Date Published: 24 March 2006
Overworked mums warned to stop putting off exercise
Physios say time with children can be better spent:
Juggling a partner, children, relatives, friends AND a boss may mean some mothers feel that they have little or no time available for exercise but chartered physiotherapists believe exercising with children is the best time to get fit and ward off the ill-effects of a hectic lifestyle.

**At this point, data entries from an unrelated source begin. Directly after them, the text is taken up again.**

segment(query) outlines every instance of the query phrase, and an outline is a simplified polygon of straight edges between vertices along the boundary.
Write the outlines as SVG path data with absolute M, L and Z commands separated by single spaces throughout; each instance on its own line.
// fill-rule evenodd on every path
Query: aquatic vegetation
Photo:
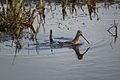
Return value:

On an average weekday, full time working mothers, in a couple, spend nearly four and a half hours caring for their children. This figure increases to six and a half hours at the weekend with almost half of this time spent on housework or watching television in the company of children (according to Labour Force Survey, Spring 2003, Office for National Statistics).
This Mother's Day (March 26), the Chartered Society of Physiotherapy (CSP) is urging working women to stop putting exercise on the backburner and incorporate time spent with children with physical activities to help boost energy levels and keep in overall good shape.
Alex Welman, chartered physiotherapist in women's health, said:
" Exercise should be an integral part of your life just like brushing your teeth or combing your hair. It should be stress relieving ? not stress provoking.
_ Doing exercises with your new baby, toddler or school age child can help to keep you both happy and give you a sense of wellbeing. Regular exercise not only helps to improve your strength, suppleness and stamina but is also important for relaxation, restful sleep and confidence building, which can be fragile if you are a new mum."
Struggling to manage a busy work and home life can take its toll on your mental and physical health. Exercise helps to relieve stress, anxiety, mild depression and low self-esteem, Alex says.
" It is important mothers give themselves some "me-time" which isn't wasted on domestic chores. Using the time spent with children on weekdays and weekends is a great opportunity to combine exercise with quality playtime."
The CSP has devised the following tips mothers can carry out with their children. If you are new to exercise, be sensible and start gently. If you experience any backache, pelvic girdle pain or incontinence, consult your local women's health chartered physiotherapist. Visit www.acpwh.org.uk for details.
Tips for mums:
- Whilst feeding your child, imagine you are trying to stop yourself passing urine or wind. Squeeze and lift your pelvic floor muscles (PFMs), closing and drawing up the three passages. Hold the squeeze for as long as you can up to 10 seconds and then relax. Do not hold your breath! Repeat up to 10 times. You can try this exercise in standing too, e.g. whilst washing up. It is also important your PFMs can react quickly to stop you leaking when you cough, sneeze or laugh. Tighten them as quickly and strongly as you can and then relax fully. Repeat this up to 10 times. Try doing both sets of exercises three times a day for the rest of your life. Tighten your PFMs before and during any activity requiring effort. Strong PFMs help maintain bladder and bowel control, prevent prolapse of the pelvic organs and they help to increase sexual enjoyment .
- Maintain your posture by using your core muscles: stand tall with your shoulders back, pull in your lower tummy and pelvic floor muscles a little way whenever standing or walking .
- Brisk walking is an excellent form of exercise. You can do this while pushing the pram or out shopping.
- Dance to music with your child. Children love to watch and are often eager to join in.
- If you take the children to school and it's within walking distance, leave the car at home. If travelling to work by car or public transport, park a short distance away or get off a stop early and make a brisk walk part of your travelling routine.
- Play active games in the garden such as football or cricket with your children.
- Take up cycling, swimming and tennis as family activities. Having friends and relatives with you to watch children can give you the time you need to do a few lengths in the pool.
- Enrol in a reputable Pilates or Yoga class with qualified instructors to help with flexibility, breathing control, core stability exercises, pelvic floor, posture and body awareness.